Storms Neigung zu minderjährigen Frauen
Missfeldt arbeitet seine augenfälligsten Eigenschaften schön heraus: den Jähzorn, die Selbstgefälligkeit und Herrschsucht, aber auch die Verletzlichkeit und Musikalität. Nervenkrisen und Nervenleiden waren auf der mütterlichen Seite seiner Familie weit verbreitet. Bei seiner Mutter war es der basso continuo ihrer Existenz, seine Tante endete in der Irrenanstalt. Storm heiratete just deren Tochter Constanze, also eine Cousine ersten Grades, mit der er sieben Kinder hatte, von denen einige ebenfalls psychisch erkrankten.

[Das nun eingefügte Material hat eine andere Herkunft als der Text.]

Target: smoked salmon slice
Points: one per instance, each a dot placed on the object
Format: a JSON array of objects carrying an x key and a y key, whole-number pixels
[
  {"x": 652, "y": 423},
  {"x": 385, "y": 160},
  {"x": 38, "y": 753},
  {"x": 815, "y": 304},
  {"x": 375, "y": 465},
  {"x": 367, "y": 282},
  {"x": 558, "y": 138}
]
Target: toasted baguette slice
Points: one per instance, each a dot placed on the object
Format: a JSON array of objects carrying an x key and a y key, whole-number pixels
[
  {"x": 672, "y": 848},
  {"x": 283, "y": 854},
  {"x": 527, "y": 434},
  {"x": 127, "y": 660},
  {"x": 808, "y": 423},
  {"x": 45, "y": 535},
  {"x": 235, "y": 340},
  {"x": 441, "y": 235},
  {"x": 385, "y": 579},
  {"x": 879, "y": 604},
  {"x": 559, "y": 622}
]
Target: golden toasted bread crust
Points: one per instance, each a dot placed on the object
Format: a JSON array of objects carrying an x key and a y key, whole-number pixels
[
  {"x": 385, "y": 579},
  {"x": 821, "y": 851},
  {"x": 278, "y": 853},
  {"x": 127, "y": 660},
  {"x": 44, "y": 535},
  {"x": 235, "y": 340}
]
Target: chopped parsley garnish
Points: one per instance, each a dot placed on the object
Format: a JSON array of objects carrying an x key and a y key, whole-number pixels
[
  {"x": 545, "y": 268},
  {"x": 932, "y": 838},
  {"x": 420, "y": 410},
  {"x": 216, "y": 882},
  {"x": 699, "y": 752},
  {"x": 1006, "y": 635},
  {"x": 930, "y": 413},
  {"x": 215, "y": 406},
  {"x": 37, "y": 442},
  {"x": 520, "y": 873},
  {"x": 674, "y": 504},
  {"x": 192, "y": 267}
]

Die Neigung Storms zu minderjährigen Frauen, seine Beziehung zu der 16-jährigen Doris Jensen bereits im ersten Jahr nach seiner Eheschließung – sie wurde nach dem Tod seiner ersten Ehefrau dann seine zweite – dies sind nur die auffallendsten Merkmale einer in sich zerrissenen Persönlichkeit. Missfeldt zeichnet ein sehr konturenreiches Bild davon. Gerade auf dem Höhepunkt der erotischen und emotionalen Verwirrungen Storms, 1848, geriet er auch in politische Turbulenzen: In Schleswig-Holstein scheiterte die deutsch-nationale Bewegung an den Dänen und Preußen, und im zeitweiligen Exil in Potsdam lernte der Freigeist Storm auch die Preußen hassen, obwohl er mit Theodor Fontane gleichzeitig eine dichterische Freundschaft schloss. Das Buch gibt neben einem umfassenden Einblick in die Dichterpersönlichkeit Storms auch einen interessanten Abriss über deutsche Gefühls- und Politikzustände im 19. Jahrhundert.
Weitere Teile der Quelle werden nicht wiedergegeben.